Quizá por esta sumatoria de desdichas, X no dudó ante la propuesta de llevar a juicio al Estado alemán. Se puso en marcha y pasó meses recolectando cartas, fotos y documentos públicos. Su familia lo apoyó, pero lo hizo dudar otra vez. ¿Y si se trataba de un farsante? ¿Si detrás de esa generosidad había un peligro oculto? X les sugirió que tengan fe, que este era su momento, que confíen. En secreto también dudó, y solicitó al hombre un número telefónico para llamarlo y escuchar su voz, pues todo había sido por escritor y por correo electrónico. El tipo respondió que no tenía teléfono por seguridad, que mejor seguir contactándose por esa vía. Le aclaró que, por los gastos administrativos, sólo tomaría un pequeño porcentaje de la indemnización. El tipo aprovecha el intercambio y da el primer paso, le pide dinero para el pasaje a Alemania. Quiere ir primero, dice, para apurar los trámites. X juntó plata y se la despachó en un sobre (tampoco manejaba una cuenta bancaria) a retirar por una sucursal del correo. 
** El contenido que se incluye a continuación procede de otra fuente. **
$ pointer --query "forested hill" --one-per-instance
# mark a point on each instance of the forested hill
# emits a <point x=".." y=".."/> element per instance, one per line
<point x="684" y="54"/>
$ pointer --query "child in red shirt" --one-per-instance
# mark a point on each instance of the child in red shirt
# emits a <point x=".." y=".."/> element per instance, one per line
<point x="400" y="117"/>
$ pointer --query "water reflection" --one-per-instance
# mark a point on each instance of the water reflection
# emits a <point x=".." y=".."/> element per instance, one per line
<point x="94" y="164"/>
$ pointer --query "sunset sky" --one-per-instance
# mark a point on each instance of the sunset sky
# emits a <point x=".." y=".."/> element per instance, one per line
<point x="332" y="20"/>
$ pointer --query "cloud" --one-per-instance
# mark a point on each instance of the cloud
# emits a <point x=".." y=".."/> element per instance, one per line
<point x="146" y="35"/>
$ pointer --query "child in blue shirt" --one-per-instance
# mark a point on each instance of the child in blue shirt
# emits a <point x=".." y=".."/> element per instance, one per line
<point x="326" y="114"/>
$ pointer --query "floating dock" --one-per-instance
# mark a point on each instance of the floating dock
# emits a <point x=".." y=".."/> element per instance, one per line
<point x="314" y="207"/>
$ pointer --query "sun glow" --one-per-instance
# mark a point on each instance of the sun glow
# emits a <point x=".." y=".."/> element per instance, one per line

Pasan las semanas y el tipo no responde sus mensajes. X se angustia, hasta que entra un correo a la casilla pidiéndole que se reúnan en Múnich en una semana. Le recuerda que lleve los papeles originales y haga copia de todo. Ansioso, X pidió plata prestada, compró el pasaje y viajó. Llegó al aeropuerto de Múnich y no había nadie que lo reciba. Decidió esperar. El tipo le dijo que era bajo, flaco y canoso. Se hizo de noche. X se acercó a un policía. No sabía hablar alemán y muy poco de inglés, lo básico. Lo acompañaron hasta la embajada argentina donde, ante alguien que sí entendía su lengua, explicó de nuevo lo que pasó. 

Durante la Segunda Guerra Mundial murieron cincuenta millones de personas, sin contar los animales domésticos y el ganado. Quizá fueron setenta millones los que murieron. ¿Cuántos cementerios se habrán fundado con eso? Los historiadores no se ponen de acuerdo. Mucho menos de acuerdo están los empresarios que financiaron a Hitler que, cuando cumplió cincuenta años, en su fiesta leyó en voz alta poemas de Hölderlin. 

X se quedó tres días más en Múnich. Le facilitaron contactar por teléfono a su hermana, quien le rogó que volviera. En la embajada, un hombre nervioso y con la camisa arremangada, lo escuchó y tomó nota. X terminó su relato y el hombre, nervioso, le estrechó la mano y le deseó suerte. Su hermana le giró dinero para el regreso. Cuando el avión despegó, X llevaba la biblia en el regazo. Las cosas pasan por algo, pensó. Miró por la ventanilla y sintió que Dios abandonó hace mucho a los alemanes.